2009 Portland GSA Annual Meeting (18-21 October 2009)

Paper No. 2
Presentation Time: 8:15 AM

PHYLOGENETICS OF THE EARLY ORDOVICIAN PLIOMERID TRILOBITES PROTOPLIOMERELLA, PSEUDOCYBELE, AND RELATED TAXA: UNRAVELLING THE BASE OF THE CHEIRUROIDEAN RADIATION


MCADAMS, Neo E.B. and ADRAIN, Jonathan M., Department of Earth and Environmental Sciences, University of Iowa, 115 Trowbridge Hall, Iowa City, IA 52242, neo-buengermcadams@uiowa.edu

The Great Basin of the western United States is a source of abundant, well-preserved, stratigraphically early cheiruroidean species, which have historically been poorly described or overlooked, despite informing unclear and unexplored relationships within and between the families Cheiruridae and Pliomeridae. Such taxa include groups of species classified as Protopliomerella and Pseudocybele, and species assignable to a new pliomerid genus. A phylogenetic hypothesis of this group is necessary to understand the relationships of numerous new pliomerid taxa, and provide a basis for further work reconstructing pliomerid relationships and searching for the basal node of Cheiruridae.

Parsimony analysis of this group included 22 species coded for 40 characters and 106 character states. All characters were unordered. A species of Hintzeia served as the outgroup. An implicit enumeration search resulted in 5058 trees of length 108, consistency index .61, and retention index .80.

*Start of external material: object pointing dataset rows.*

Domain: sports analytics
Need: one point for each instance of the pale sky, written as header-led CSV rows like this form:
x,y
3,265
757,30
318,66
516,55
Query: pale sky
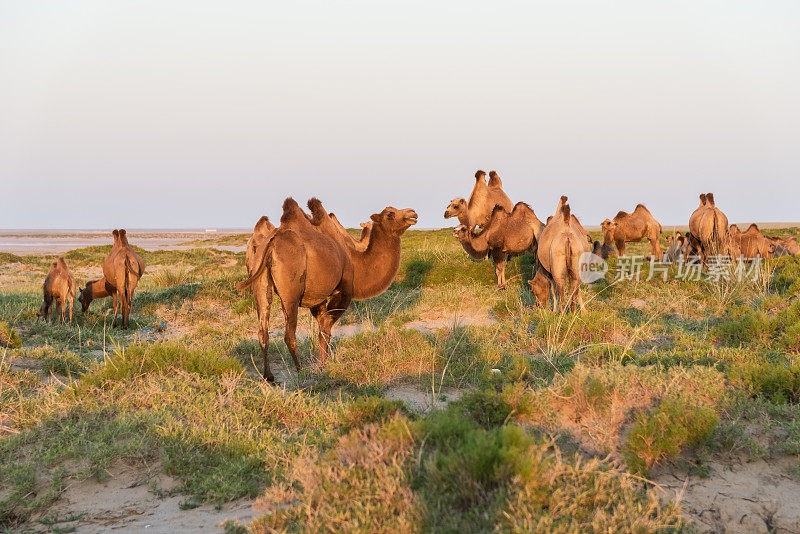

Prior to this analysis, Pseudocybele included only three species. Membership of Pseudocybele is increased by seven namable species, and the analysis reveals that a species previously assigned to Pseudocybele forms a new genus with six new species. The new genus is robustly supported by CI-one synapomorphies and a high bootstrap value. Results also indicate that Pseudocybele and the new genus are sister taxa, and Protopliomerella forms a grade at the base of the tree. Pseudocybele may not be monophyletic, as several members resolve outside the clade containing P. nasuta.

This explicit phylogenetic hypothesis is a starting point for further phylogeny reconstruction including related pliomerid taxa such as Cybelopsis, Strotactinus, and Hintzeia. This work will build toward a modern understanding of the inclusivity of both Pliomeridae and Cheiruridae, resolving relationships between these complex clades.